Warum wir vor der Geburt alles vergessen, ist vermutlich weniger ein Akt von Fremdkontrolle, sondern vielmehr ein zutiefst freiwilliger Schritt. Eine Seele, die reif ist für eine bestimmte Erfahrung, weiß, dass sie durch das vollständige Eintauchen in die Materie nur dann lernt, wenn sie nicht „spickt“. Es wäre ein bisschen so, als würde man ein Spiel nur spielen, wenn man schon alle Antworten kennt. Wo bliebe da der Reiz?
Zugleich ist das System – ob von einem Gott, einer Quelle oder einem universellen Prinzip entworfen – so gestaltet, dass es maximalen Erfahrungsraum bietet. Jede Inkarnation wird zur Gelegenheit, etwas zu verfeinern, etwas zu heilen oder etwas vollständig zu durchleben.
Erinnerung als Rückweg – aber nicht als Ziel
Warum wir vor der Geburt alles vergessen, bedeutet nicht, dass Erinnerung sinnlos wäre. Vielmehr ist sie der optionale Rückweg. Manche Menschen haben plötzliche Nahtoderfahrungen, Déjà-vus oder intensive spirituelle Träume, die ihnen ein Stück Erinnerung zurückgeben. Doch diese Erinnerungen sollen nicht dazu dienen, das Spiel zu beenden – sondern es tiefer zu verstehen.
Spirituelles Erwachen ist daher nicht das große Ziel jeder Inkarnation. Es ist eher wie ein möglicher Bonus, ein inneres Erwachen zur Essenz des Seins – aber nie eine Pflicht.

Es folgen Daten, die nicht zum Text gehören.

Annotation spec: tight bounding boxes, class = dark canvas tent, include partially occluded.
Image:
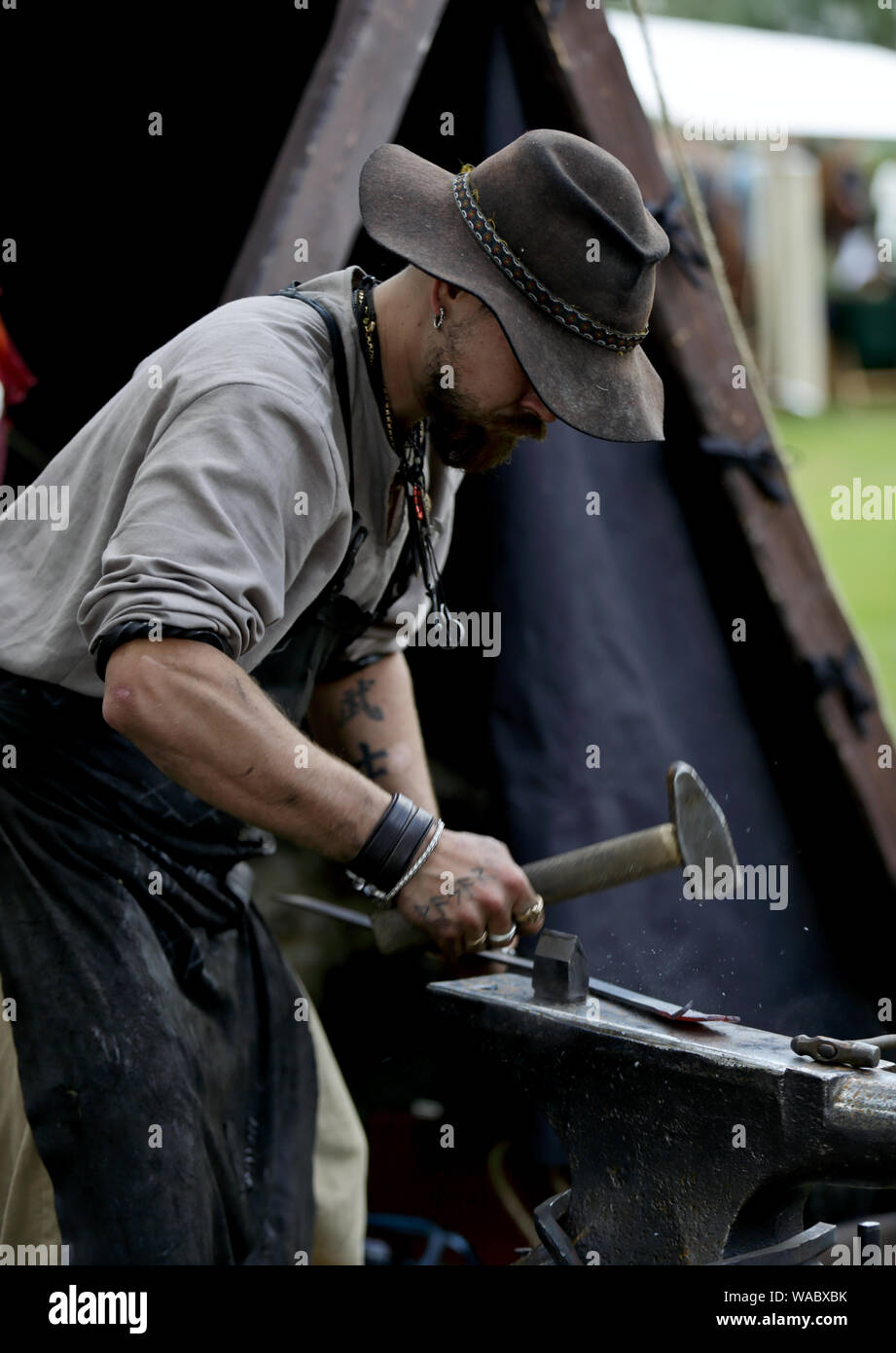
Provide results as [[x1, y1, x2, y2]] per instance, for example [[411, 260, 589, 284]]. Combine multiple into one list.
[[225, 3, 896, 1037]]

Wer das Leben in all seinen Facetten lebt – mit Schmerz, Liebe, Langeweile, Lust, Angst und Hoffnung – erfüllt ebenso den Sinn der Inkarnation.

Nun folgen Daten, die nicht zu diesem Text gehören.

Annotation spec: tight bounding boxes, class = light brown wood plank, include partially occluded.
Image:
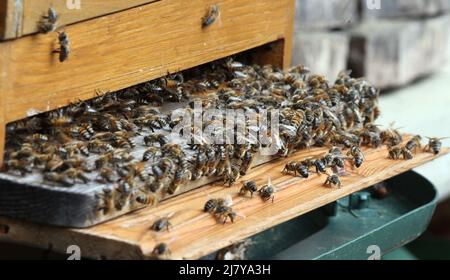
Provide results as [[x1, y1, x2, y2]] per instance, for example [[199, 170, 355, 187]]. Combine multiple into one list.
[[0, 0, 293, 122], [0, 0, 23, 40], [0, 0, 158, 39], [0, 141, 450, 259]]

Das bewusste Streben nach einem „Zurück zur Erinnerung“ kann auch zur Falle werden, wenn es das Leben im Jetzt schwächt. Denn in der Jagd nach Erleuchtung übersieht man leicht die Schönheit der Erfahrung selbst.
Ein berühmtes Zitat aus der Kabbala sagt: „Gott wollte gesehen werden – und erschuf die Welt.“ Vielleicht wollte auch die Seele sich selbst erfahren – und erschuf das Leben in Vergessenheit.
Fazit: Vergessen ist der Anfang jeder wahren Erfahrung
Warum wir vor der Geburt alles vergessen, ist keine Tragödie – es ist ein Geschenk. Ohne dieses Vergessen gäbe es keine echte Erfahrung, keine freie Wahl, keine überraschende Entwicklung. Es ist der Schleier, der die Bühne der Welt vor uns ausbreitet. Und in genau diesem Schleier liegt der tiefere Sinn: zu leben, zu spüren, zu fallen, zu wachsen – ohne zu wissen, dass es „nur“ ein Spiel ist.
In diesem Sinne ist jede noch so stille oder turbulente Biografie nicht das Ergebnis von Zufällen, sondern Ausdruck einer tieferen Absicht. Und das Vergessen? Vielleicht ist es das mutigste Ja der Seele überhaupt.